По другим церквам Москвы людей тогда бывало маловато, ибо, как свидетельствовал один из иноземцев, описывавших свое пребывание в Москве, «сколь много церквей — столь мало они посещаемы», людей во всех храмах собиралось негусто, однако ж тут, в Успенском, народу привалило — яблоку упасть негде, ведь каждому хотелось посмотреть и на самого царя, что от людей теперь хоронился, и на митрополита с архиереями, хотелось москвитянам и пение соборного хора послушать (петь дозволялось ведь только в церквах!), и все проталкивались во храме поближе к алтарю.

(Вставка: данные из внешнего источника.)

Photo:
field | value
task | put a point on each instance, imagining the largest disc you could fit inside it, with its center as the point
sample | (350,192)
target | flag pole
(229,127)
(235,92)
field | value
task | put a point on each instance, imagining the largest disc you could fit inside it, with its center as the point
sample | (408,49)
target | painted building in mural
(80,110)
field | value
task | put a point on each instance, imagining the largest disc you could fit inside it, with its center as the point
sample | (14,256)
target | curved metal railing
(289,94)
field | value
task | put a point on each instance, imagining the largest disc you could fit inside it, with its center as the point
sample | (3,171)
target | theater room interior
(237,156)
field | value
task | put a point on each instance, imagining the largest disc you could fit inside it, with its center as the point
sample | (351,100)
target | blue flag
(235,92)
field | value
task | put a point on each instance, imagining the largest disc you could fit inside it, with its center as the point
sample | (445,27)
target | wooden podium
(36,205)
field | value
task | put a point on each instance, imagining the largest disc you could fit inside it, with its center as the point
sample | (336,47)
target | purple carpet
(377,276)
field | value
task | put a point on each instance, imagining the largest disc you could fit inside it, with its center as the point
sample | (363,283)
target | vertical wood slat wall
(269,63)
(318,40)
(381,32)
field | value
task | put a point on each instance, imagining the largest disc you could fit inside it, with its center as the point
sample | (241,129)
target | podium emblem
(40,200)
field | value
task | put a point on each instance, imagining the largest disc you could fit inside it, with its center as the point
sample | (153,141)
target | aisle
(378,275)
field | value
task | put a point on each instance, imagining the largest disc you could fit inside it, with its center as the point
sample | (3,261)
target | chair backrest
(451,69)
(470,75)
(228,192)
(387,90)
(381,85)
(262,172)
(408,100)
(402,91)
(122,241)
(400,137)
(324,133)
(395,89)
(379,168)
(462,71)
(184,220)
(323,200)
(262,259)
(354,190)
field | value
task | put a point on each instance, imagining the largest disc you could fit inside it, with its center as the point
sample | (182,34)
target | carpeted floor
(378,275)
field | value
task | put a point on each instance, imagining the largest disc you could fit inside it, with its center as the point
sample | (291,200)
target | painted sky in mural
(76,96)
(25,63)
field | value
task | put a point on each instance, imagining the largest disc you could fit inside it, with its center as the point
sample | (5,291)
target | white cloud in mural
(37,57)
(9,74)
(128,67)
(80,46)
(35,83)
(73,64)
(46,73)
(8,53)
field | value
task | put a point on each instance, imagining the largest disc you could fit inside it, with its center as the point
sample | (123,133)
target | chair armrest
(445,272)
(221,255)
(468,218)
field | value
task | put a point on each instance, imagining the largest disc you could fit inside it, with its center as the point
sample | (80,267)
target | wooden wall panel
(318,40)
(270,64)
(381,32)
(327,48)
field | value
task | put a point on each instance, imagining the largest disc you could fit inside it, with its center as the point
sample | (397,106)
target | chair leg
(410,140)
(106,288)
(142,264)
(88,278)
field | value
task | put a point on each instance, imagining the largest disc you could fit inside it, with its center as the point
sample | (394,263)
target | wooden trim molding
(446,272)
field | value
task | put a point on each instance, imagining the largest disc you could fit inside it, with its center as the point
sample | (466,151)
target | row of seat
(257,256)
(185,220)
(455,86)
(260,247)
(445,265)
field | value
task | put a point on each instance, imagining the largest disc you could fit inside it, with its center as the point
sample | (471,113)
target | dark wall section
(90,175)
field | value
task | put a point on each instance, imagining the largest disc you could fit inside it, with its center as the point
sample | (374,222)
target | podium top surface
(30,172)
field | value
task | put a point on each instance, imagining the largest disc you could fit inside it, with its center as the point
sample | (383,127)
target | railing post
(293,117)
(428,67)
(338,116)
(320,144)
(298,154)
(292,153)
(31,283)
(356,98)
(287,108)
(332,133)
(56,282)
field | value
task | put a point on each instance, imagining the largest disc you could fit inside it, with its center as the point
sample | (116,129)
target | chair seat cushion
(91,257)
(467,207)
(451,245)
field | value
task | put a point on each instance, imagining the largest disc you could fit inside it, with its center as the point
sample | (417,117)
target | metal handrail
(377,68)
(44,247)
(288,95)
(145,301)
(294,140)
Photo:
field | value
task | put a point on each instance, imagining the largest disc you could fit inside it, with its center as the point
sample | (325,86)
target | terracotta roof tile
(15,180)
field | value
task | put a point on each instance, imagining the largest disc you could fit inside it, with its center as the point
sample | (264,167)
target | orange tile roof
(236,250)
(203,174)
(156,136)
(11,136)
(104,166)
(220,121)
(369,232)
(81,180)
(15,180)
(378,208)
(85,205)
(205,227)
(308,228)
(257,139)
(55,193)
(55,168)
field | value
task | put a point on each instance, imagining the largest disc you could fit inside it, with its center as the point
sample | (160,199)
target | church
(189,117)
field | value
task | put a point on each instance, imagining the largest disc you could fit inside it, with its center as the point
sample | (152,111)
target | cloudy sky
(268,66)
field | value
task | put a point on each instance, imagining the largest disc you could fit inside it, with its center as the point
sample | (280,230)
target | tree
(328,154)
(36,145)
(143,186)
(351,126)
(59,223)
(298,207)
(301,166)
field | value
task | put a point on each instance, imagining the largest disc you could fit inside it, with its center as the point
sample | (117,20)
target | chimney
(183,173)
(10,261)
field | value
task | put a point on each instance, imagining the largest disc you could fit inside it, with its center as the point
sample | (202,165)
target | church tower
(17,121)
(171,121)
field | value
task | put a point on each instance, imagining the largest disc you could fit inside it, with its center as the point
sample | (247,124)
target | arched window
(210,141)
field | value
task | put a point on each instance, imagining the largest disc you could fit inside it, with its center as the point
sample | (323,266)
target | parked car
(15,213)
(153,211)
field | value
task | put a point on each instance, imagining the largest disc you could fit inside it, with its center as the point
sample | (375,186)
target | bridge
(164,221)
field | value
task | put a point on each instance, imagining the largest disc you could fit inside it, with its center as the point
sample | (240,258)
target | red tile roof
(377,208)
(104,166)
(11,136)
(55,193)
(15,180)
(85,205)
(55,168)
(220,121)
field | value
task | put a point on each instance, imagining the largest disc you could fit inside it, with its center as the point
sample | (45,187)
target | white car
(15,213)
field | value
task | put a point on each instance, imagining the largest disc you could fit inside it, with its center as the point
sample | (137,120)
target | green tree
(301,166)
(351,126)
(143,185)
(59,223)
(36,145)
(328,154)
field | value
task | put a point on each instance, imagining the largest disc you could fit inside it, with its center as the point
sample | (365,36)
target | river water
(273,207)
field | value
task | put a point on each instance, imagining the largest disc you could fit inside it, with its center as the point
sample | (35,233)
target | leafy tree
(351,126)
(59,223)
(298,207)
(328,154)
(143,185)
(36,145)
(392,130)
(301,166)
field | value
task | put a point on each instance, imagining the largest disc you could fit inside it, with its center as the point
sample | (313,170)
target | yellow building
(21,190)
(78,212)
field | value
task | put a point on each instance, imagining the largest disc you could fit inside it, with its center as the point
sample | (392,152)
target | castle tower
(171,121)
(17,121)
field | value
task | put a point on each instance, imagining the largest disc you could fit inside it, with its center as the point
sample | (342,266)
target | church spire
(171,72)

Омельян с Арникою так и застряли бы, не войдя, в притворе, в людской давке, если б девчушка не взяла чубатого своего за руку да не потащила его сквозь плотную толпу, что иголочка нитку.
Очутившись в церкви, — дальше протиснуться они, правда, не имели ни возможности, ни силы, — стали при входе, у ктиторова ларя, где некие толстенные дворяне продавали свечки.
В тот жаркий день было нелегко дышать и на улице.
А здесь, во храме, где узенькие окна никогда не открывались, где было полно мух, где сбилась не одна тысяча взопревших мирян, вплоть прижатых друг к другу, где кадильницы беспрестанно курили ладаном, где мерцало множество свечей, — молящиеся тут, случалось, обмирали, но и упасть не могли, так и оставались, в беспамятстве, стоймя, подпертые со всех сторон горячими и потными телами, облепленные тучей мух.
Протиснуться ближе к царю, что стоял впереди, у алтаря, на царском месте, кое в Успенском соборе издавна зовется троном Мономаха, пробиться туда нечего было и думать, но и вырваться отсюда на площадь они с Аринкой уже не могли, да и голоса певчих, гремевшие с правого клироса, выводили столь близкое и знакомое, что дух у Омельяна занялся, ибо служба шла в Кремле не знаменским одноголосьем, а новым для Москвы киевским распевом, коему Омельян не без успеха учился в Братской школе, в Киеве, куда его посылали из Мирослава в науку «для-ради звона, яко и певчества церковного на клиросах обоих», — и так уже соскучился парубок по пению мусикийному, что сердце на миг остановилось, замерло тревожно и сладко, как может замирать от песни лишь сердце истинного музыканта.